Этот день принес мне два дара. Во-первых, по причине спокойствия, воцарившегося во мне как следствие покорности Альбертины, — сначала возможность, а потом и решение с нею порвать. Во-вторых, плод моих размышлений в то время, когда я ее ждал, сидя за роялем, — мысль, что Искусство, которому я пытался посвятить часы моей завоеванной свободы, не стоит особой жертвы, не находится вне жизни, отгороженное от ее суеты и пустоты, и что внешняя своеобычность произведения есть только обман зрения, достигаемый с помощью изощренной техники.
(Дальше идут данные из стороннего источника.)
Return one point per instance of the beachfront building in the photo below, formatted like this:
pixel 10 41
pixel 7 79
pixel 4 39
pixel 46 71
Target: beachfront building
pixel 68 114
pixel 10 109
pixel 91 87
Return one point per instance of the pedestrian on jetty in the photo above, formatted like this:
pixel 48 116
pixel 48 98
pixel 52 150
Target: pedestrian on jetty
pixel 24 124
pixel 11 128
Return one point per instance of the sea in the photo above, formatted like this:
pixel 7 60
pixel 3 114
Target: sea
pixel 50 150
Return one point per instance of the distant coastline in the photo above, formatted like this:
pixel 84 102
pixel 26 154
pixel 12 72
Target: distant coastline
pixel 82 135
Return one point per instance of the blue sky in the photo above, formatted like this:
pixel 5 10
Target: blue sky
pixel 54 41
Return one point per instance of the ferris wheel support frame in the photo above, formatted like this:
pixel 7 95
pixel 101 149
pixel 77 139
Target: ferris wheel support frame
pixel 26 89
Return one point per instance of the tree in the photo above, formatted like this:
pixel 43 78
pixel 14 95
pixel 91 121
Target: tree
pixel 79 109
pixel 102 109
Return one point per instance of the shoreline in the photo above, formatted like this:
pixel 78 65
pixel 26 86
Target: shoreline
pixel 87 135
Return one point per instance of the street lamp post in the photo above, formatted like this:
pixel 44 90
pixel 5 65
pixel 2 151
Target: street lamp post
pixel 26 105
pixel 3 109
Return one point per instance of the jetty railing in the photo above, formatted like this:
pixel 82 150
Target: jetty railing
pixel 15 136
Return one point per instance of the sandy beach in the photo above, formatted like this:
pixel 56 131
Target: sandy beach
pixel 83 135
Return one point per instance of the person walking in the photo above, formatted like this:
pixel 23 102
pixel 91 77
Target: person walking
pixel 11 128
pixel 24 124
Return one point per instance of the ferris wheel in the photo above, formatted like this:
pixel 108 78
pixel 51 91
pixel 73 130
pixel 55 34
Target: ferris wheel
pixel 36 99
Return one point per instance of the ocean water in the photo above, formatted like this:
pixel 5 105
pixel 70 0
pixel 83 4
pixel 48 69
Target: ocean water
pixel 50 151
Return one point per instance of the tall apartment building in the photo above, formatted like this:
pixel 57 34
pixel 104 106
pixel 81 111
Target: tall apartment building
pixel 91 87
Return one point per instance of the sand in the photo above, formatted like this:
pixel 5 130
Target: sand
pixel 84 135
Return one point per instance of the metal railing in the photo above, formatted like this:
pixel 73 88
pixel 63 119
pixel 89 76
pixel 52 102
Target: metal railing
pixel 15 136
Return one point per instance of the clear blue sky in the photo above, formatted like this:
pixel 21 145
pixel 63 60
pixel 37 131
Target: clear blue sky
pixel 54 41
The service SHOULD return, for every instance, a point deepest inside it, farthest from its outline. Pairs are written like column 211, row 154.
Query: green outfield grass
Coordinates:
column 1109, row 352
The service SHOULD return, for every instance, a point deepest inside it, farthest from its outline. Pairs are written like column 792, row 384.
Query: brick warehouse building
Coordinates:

Этот день оставил во мне и другие осадки, быть может, более глубокие, но они дошли до моего сознания позднее. Что касается тех двух, которые я мог бы взвесить на ладони, то они были непродолжительны, ибо в этот вечер искусство приобрело для меня более высокий смысл, зато спокойствие, а следовательно, свобода, которая предоставляла мне возможность посвятить себя ему, покинули меня вновь.
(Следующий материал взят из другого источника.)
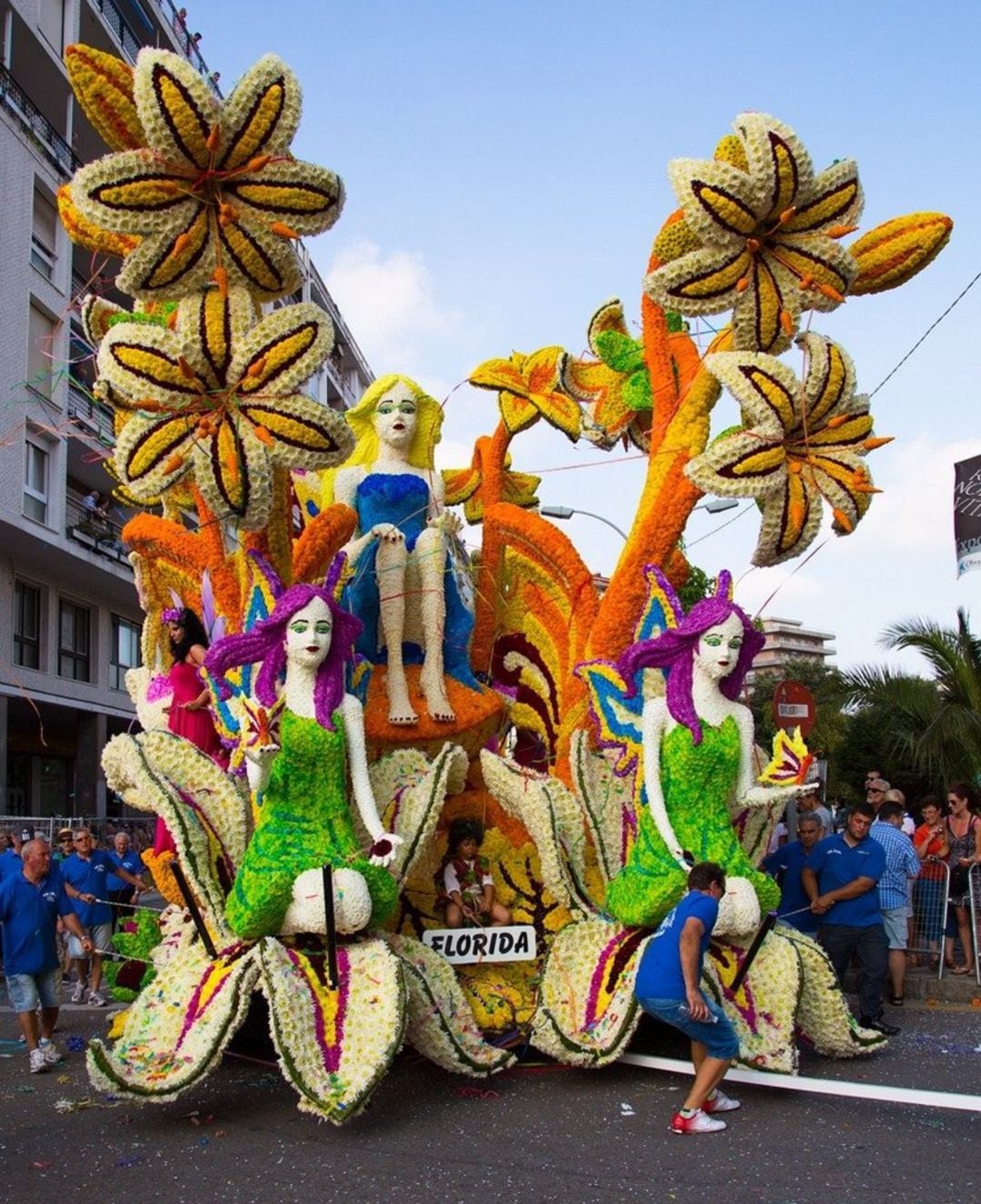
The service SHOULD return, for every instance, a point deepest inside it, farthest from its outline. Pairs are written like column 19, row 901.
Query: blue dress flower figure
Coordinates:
column 403, row 588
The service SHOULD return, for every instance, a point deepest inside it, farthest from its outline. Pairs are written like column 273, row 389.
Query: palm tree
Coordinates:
column 934, row 722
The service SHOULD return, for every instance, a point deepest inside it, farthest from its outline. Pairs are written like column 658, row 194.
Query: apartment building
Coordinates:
column 788, row 640
column 69, row 614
Когда мой автомобиль, обогнув набережную, подъехал к Вердюренам, я велел остановиться. Мне было видно, как на углу улицы Бонапарта190 вышел из омнибуса Бришо191, как он почистил старой газетой ботинки и надел серые перчатки. Я подошел к нему. Его зрение все ухудшалось, и он носил новые очки, такие же дорогие, какие носят в лабораториях; мощные и сложные, как астрономические приборы, казалось, они были привинчены к его глазам; он навел на меня их ослепительные огни — и узнал. Очки были в превосходном состоянии. Но я увидел почти не заметный, бесцветный, судорожный, угасающий, далекий взгляд за этим мощным аппаратом — так в лабораториях, слишком щедро субсидируемых для простых операций, которые там производятся, кладут крошечную издыхающую козявку под самый усовершенствованный аппарат. Я подал полуслепому руку, чтобы он увереннее ступал. «На этот раз мы с вами встречаемся не около большого Шербура, а около маленького Дюнкерка»192. Эта его фраза показалась мне неостроумной — я в ней ничего не понял; и все-таки я не отважился спросить Бришо, что он хочет сказать, — из боязни не столько его презрения, сколько его объяснений. Я сказал, что мне хочется посмотреть гостиную Свана, где он когда-то каждый вечер встречался с Одеттой. «Как, вам известны все эти старые истории? — спросил он. — Это перекликается с тем, что поэт имел полное право назвать „grande spatium mortalis aevi“193.194
Смерть Свана в свое время потрясла меня. Смерть Свана! Сван не играет в этой фразе роль простого дополнения в родительном падеже. Я слышу в ней отзвук смерти особенной, смерти, которую судьба послала на службу Свану. Когда мы говорим «смерть», мы упрощаем это явление, а ведь смертей почти столько же, сколько людей. Мы не обладаем таким чувством, которое дало бы нам возможность видеть мчащиеся на полной скорости во всех направлениях смерти, смерти деятельные, направляемые судьбой к тому-то и к тому-то. Зачастую это смерти, которые будут совершенно свободны от своих обязанностей только через два — через три года. Они быстро бегут, чтобы забросить рак в живот Свану, потом отправляются по другим целям и возвращаются, только когда операция кончена и надо снова забросить рак. Затем наступает момент, когда мы читаем в «Голуа»195, что здоровье Свана внушало опасения, но что теперь он на пути к выздоровлению. Тогда, за несколько минут до последнего вздоха, точно монахиня, которая ухаживает за вами, вместо того, чтобы вас истребить, смерть окружает наивысшим ореолом навеки застывшее тело, чье сердце перестало биться. Именно это многообразие смертей, таинственность их кругооборота и цвет их зловещей повязки производят такое сильное впечатление, когда мы читаем газетные строчки: «С глубоким прискорбием извещаем о кончине г-на Шарля Свана, умершего в Париже, в своем собственном доме, после тяжелой болезни. Все высоко ценили ум этого парижанина, равно как и его верность друзьям, которых у него было немного, но которым он был предан; о нем пожалеют как в кругах художников и литераторов, так и в кругах Джокей-клоба, где он был одним из самых старинных и самых популярных завсегдатаев. Он был также членом Клуба единомышленников и Сельскохозяйственного клуба. Недавно он вышел из состава членов Клуба на Королевской улице196. Его духовный облик, так же как и его широкая известность, не мог не возбуждать любопытство публики во всем great event197 музыки и живописи, особенно на «вернисажах», неизменным посетителем которых он был вплоть до последних лет, когда он редко выходил из дома. Похороны там-то» — и т. д.